The policy also requires users to agree for their data – both sensitive and non-sensitive – to be processed by a wide range of third-party commercial entities, including: Amazon Web Services; Google Cloud Platform; SurveyMonkey; Segment; Google Analytics; Mixpanel; Google G-Suite; MailChimp; Mailgun; Intercom; Sentry; Google Firebase; and SwiftyBeaver.
In response to enquiries from PublicTechnology a Zoe representative indicated that the use of cloud-storage platforms such as AWS is commonplace among all businesses, and that analytics tools are required by the data scientists working on the project – particularly given the current need for everyone to work remotely.
When further asked about the stipulation that sensitive data can be processed by the various sales and marketing platforms listed – such as Mailchimp and Mailgun – as well as the fact the priavyc policy requires users to consent to being contacted about “similar apps we may have in the future”, Zoe indicated that this part of the policy related to the email capture box on the company’s website, for which it said 50,000 people have registered to receive optional updates.
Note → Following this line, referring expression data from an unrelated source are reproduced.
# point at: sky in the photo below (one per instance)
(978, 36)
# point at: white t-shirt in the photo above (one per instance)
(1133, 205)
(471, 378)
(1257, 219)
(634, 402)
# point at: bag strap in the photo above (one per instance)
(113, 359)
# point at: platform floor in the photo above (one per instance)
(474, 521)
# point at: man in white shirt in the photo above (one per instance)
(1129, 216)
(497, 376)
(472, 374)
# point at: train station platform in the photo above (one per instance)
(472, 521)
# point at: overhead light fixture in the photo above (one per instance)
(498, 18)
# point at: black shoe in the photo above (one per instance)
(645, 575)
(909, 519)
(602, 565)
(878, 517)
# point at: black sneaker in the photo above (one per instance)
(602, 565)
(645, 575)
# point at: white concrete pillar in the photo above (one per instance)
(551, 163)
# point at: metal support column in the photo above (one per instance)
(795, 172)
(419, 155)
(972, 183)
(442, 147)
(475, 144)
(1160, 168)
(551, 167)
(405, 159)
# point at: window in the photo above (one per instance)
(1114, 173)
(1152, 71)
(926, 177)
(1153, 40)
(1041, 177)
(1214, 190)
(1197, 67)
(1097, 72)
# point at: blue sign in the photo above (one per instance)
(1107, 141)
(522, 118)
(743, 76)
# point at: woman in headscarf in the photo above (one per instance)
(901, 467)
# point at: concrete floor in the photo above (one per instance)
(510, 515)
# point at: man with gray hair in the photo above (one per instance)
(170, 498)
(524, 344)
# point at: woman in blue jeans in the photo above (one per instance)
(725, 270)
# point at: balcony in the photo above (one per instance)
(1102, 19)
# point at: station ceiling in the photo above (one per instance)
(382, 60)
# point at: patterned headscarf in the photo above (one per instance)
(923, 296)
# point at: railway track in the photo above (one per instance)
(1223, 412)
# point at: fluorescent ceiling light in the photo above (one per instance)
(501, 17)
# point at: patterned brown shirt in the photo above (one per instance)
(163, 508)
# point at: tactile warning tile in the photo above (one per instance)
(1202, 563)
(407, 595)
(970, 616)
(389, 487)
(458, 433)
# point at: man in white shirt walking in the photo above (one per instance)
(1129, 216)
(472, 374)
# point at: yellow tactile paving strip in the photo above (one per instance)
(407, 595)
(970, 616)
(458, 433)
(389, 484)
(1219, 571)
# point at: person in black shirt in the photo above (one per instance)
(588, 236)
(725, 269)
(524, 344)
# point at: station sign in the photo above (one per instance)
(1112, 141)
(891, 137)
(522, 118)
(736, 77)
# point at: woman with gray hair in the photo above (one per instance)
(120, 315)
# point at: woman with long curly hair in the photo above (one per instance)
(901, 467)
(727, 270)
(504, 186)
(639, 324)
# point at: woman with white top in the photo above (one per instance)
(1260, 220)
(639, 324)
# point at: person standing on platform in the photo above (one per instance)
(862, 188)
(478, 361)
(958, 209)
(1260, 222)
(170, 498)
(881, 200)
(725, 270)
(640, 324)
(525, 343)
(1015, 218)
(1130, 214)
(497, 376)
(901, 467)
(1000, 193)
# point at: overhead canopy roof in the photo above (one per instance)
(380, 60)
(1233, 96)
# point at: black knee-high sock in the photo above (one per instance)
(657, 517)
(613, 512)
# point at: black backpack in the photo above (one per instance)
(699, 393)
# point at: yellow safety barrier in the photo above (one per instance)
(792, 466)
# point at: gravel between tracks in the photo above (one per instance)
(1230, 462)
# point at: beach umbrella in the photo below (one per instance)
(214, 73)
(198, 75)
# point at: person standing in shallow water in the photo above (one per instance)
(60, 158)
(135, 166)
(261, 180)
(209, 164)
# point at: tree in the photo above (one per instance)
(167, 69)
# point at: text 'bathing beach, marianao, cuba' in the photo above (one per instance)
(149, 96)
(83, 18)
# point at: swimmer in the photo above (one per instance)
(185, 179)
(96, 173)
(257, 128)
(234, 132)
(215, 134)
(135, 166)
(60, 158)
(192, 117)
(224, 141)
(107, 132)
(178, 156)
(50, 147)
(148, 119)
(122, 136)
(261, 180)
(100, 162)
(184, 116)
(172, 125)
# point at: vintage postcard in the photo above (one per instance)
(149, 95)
After an exchange of emails, our final question was whether this the company could categorically state that the data of the two million registrants for the symptom tracker app would never be used for marketing.
Zoe responded: “All data from users in the app will be used for non-commercial purposes.”
Regulation response
There are already numerous smaller and more localised examples of similar initiatives to gather or share data between public sector entities, or with commercial third parties.
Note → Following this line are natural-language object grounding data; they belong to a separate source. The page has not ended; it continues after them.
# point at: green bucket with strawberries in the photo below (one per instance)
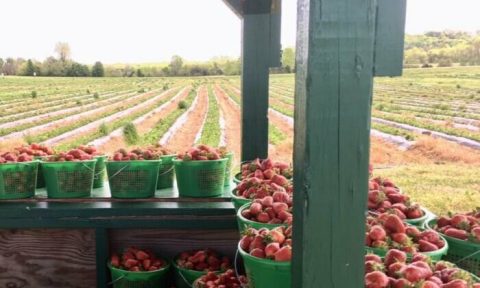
(266, 273)
(244, 223)
(200, 179)
(139, 279)
(133, 179)
(18, 180)
(165, 172)
(100, 169)
(70, 179)
(465, 254)
(237, 201)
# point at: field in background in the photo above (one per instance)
(177, 112)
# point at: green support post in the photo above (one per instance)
(335, 70)
(255, 68)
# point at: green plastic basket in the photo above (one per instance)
(200, 178)
(228, 169)
(244, 223)
(266, 273)
(69, 179)
(18, 180)
(419, 222)
(143, 279)
(184, 278)
(100, 168)
(464, 254)
(434, 255)
(133, 179)
(165, 172)
(237, 201)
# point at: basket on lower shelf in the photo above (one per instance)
(144, 279)
(463, 253)
(133, 179)
(69, 179)
(100, 167)
(165, 172)
(200, 178)
(18, 180)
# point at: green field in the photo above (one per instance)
(444, 100)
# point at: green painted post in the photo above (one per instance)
(255, 69)
(335, 44)
(102, 250)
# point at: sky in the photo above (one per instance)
(146, 31)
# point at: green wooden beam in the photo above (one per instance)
(335, 42)
(255, 70)
(389, 38)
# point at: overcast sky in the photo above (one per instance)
(136, 31)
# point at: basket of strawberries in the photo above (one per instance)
(133, 174)
(200, 172)
(18, 174)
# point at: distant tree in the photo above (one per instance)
(63, 51)
(288, 59)
(175, 65)
(97, 69)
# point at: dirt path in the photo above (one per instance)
(231, 114)
(184, 137)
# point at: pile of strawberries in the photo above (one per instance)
(384, 196)
(255, 188)
(203, 260)
(36, 150)
(387, 231)
(10, 157)
(228, 279)
(275, 244)
(72, 155)
(135, 154)
(202, 153)
(266, 169)
(463, 226)
(271, 210)
(134, 259)
(396, 271)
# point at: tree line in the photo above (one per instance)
(443, 48)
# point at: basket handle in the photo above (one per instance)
(116, 280)
(118, 172)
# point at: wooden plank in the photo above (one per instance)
(390, 37)
(47, 258)
(255, 69)
(332, 113)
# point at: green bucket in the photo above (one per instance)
(464, 254)
(165, 172)
(18, 180)
(100, 167)
(133, 179)
(69, 179)
(200, 178)
(142, 279)
(266, 273)
(228, 169)
(244, 223)
(434, 255)
(237, 201)
(184, 278)
(419, 222)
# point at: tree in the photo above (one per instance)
(63, 51)
(175, 65)
(98, 70)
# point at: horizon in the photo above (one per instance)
(143, 33)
For its part, the Information Commissioner’s Office was quick to announce that it would be pursuing a “pragmatic” approach to its role as data-protection watchdog, and would not be taking any regulatory action against agencies responding to the coronavirus.
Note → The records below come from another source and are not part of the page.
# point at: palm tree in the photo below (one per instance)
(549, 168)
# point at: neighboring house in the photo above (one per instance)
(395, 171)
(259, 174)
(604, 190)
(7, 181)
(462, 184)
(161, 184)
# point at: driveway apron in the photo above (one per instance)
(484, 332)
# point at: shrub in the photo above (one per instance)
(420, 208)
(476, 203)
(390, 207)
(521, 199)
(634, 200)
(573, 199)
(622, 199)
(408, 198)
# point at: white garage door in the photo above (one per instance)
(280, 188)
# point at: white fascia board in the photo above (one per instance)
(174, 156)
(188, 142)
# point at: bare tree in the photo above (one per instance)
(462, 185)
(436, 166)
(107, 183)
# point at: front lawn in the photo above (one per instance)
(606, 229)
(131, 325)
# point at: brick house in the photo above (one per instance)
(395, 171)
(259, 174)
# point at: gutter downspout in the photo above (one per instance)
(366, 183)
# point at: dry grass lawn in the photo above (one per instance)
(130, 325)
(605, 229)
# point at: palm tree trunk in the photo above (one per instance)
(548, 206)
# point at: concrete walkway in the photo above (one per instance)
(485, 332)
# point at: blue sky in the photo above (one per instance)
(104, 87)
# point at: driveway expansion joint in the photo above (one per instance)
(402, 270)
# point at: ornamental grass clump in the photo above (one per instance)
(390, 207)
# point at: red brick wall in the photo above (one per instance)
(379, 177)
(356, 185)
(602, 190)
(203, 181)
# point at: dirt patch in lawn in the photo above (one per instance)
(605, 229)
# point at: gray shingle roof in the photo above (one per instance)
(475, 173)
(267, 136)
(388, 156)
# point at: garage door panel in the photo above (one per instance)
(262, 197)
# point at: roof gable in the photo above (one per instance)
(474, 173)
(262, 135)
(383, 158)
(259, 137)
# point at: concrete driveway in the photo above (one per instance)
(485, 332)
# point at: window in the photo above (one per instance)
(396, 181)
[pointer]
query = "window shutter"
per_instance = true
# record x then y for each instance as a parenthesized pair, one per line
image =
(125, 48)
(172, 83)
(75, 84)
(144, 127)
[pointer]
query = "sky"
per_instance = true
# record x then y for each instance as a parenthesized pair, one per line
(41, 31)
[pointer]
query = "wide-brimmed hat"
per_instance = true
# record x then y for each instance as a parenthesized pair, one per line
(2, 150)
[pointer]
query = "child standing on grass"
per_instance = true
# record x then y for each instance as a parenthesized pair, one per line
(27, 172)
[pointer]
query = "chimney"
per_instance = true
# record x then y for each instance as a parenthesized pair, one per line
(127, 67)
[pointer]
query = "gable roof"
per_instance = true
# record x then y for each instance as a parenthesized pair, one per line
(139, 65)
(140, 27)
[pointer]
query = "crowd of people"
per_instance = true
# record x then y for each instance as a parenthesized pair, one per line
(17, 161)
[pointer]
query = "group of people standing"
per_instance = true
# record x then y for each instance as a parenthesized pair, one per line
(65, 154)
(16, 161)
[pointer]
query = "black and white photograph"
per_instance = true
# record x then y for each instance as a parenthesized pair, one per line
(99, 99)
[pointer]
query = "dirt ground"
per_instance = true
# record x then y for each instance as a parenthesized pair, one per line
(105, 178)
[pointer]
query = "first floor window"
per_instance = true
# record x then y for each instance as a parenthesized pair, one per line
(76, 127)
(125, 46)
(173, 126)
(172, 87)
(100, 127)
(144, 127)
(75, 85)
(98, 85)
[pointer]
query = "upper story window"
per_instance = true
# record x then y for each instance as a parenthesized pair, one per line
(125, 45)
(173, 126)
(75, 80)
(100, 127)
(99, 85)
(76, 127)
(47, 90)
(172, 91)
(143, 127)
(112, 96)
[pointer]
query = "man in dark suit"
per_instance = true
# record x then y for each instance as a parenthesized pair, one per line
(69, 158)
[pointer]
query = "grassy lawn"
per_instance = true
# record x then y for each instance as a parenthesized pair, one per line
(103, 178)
The regulator has set up an online hub providing guidance on the use of data during the current crisis. It has also indicated that it will keep a keen eye on issues arising from the pandemic – such as concerns raised over the security of Zoom and other videoconferencing apps.
“Data will only be used for volunteering. Volunteers registering on the GoodSAM platform will be offered the options of leaving the platform – and removing their data – or staying on the platform as they wish when the NHS volunteering programme is over”
A spokesperson said: “Data protection law enables organisations to share personal data when it is appropriate to do so. In a national emergency such as the Covid-19 pandemic, sharing information between organisations can make a real difference to protecting vulnerable individuals.”
The National Data Guardian Dame Fiona Caldicott – herself a former NHS doctor – published an update last week in which she claimed that, across the board, the public sector’s response to coronavirus is being “shored up by the power of data”.
She saluted the speed and efficacy with which information is being moved around, as well as the extent to which the UK’s “information governance framework is able to flex in a time of public health emergency to serve as an enabler to the rapid sharing of information while maintaining proportionate safeguards”.
Caldicott said: “It is with gratitude that, in the thick of everything, I have still heard colleagues cite the importance of protecting confidentiality. Practical steps are also being taken to ensure that trust is not undermined. For example, my panel and I have been pleased this week to support NHSX with the drafting of a template privacy notice, which will be sent out to NHS organisations next week to support them to tell patients and service users about what might be different in the handling of their health and care data during the outbreak.
“It is heartening to note that even at this unprecedented crisis, trust and confidentiality still matter.”